Eine Ikone kommt ins Wanken

Der Generalmajor der Wehrmacht Henning von Tresckow war einer der führenden Köpfe des Widerstands gegen Hitler, er hat das Attentat am 20. Juli 1944 maßgeblich vorbereitet. In Festreden wird er heute als der "moralische Mensch in der Wehrmacht" gewürdigt. Aber von Tresckows Rolle im Angriffskrieg gegen die Sowjetunion ist schon länger umstritten.
Der Historiker Johannes Hürter hat im vergangenen Jahr Dokumente vorgelegt, die seiner Meinung nach belegen, Henning von Tresckow war schon 1941 über Massenmorde an Juden informiert, und er hat "Verständnis" für diese Massenmorde gezeigt.

Im Deutschlandradio Kultur sagte Hürter, die von ihm gefundenen Dokumente zeigten, dass Henning von Tresckow frühzeitig sehr viel gewusst habe. Das habe man nach dem Krieg abgestritten. Denn die überlebenden Offiziers des 20. Juli hätten ausgesagt, die Wehrmacht habe zwar gut mit der SS zusammengearbeitet, aber lange nichts von den Judenmorden gewusst.

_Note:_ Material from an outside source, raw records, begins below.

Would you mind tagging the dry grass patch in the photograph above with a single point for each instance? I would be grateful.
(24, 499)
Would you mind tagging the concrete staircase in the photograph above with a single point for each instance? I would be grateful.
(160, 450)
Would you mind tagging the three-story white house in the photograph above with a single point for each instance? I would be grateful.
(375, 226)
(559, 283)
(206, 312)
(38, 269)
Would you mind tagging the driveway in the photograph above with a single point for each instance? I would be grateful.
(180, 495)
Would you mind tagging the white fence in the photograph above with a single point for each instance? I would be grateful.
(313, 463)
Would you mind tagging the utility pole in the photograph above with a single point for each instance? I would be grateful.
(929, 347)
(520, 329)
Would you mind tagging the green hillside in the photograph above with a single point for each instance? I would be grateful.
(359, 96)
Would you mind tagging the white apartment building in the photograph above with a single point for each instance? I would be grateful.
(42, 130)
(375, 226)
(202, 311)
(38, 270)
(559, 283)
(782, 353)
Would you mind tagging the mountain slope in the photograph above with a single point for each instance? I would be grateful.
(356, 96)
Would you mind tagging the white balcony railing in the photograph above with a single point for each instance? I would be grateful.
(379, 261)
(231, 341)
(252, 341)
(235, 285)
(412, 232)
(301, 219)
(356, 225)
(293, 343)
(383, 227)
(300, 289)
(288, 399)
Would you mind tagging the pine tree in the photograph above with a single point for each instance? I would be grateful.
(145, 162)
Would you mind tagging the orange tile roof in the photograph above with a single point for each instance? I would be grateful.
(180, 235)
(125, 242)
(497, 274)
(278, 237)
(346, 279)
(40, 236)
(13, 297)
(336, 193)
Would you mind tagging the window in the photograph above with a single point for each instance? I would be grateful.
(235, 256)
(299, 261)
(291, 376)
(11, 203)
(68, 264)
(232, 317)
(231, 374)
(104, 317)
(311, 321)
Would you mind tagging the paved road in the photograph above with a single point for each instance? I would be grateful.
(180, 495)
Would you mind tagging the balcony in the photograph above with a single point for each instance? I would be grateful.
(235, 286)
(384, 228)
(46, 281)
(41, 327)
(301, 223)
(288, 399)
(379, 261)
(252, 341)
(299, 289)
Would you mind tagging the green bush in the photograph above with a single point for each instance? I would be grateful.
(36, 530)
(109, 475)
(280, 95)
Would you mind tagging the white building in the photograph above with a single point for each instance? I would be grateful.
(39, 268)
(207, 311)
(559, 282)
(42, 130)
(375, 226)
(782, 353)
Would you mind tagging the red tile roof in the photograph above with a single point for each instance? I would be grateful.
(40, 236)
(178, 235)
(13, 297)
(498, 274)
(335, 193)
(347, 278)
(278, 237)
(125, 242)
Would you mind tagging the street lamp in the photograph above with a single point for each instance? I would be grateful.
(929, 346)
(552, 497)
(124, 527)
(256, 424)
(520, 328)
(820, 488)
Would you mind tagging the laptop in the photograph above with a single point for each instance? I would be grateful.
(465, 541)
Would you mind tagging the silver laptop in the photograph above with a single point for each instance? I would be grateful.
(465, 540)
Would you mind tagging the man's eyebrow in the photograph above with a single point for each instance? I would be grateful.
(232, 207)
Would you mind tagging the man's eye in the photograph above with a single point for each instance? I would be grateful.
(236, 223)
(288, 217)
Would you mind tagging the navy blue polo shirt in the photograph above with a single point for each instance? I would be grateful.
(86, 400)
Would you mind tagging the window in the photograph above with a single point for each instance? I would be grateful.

Da die Offiziere also bereits im Juli 1941 informiert gewesen seien, seien die Morde an Juden nicht das Motiv dafür gewesen, Widerstand gegen das NS-Regime zu leisten. Hürter stellte die These auf, dass im Jahr 1941 die Wehrmacht derart fixiert auf den Feldzug gegen die Sowjetunion gewesen sei, dass alles andere in die Hintergrund gestellt worden sei. Erst als sich der Erfolg des Blitzkrieges nicht eingestellt habe, seien die Offiziere ins Grübeln gekommen. Ausschlaggebend seien also nicht moralische, sondern militärisch-professionelle Motive gewesen. Erst später seien dann auch andere Motive für den Widerstand hinzugekommen.

Der Historiker sagte, er schließe zwar nicht aus, dass Henning von Tresckow angesichts der nationalsozialistischen Verbrechen bereits vor 1941 ein Unbehagen gegenüber der NS-Diktatur empfunden habe, aber diese Einstellung habe er zunächst zurückgestellt, weil die Wehrmacht den Krieg gegen die Sowjetunion möglichst schnell gewinnen wollte. Die sowjetische Bevölkerung sei da nicht so wichtig gewesen und die jüdische Bevölkerung sei mit Misstrauen betrachtet worden, weil in weiten Teilen der national-konservativen Elite Judentum und Bolschewismus gleichgesetzt wurden. Hierfür lägen zwar keine zeitgenössischen Dokumente vor, Nachkriegsaussagen legten aber nahe, dass auch von Tresckow auf einen schnellen Sieg gegen die Rote Armee konzentriert gewesen sei, sagte Hürter.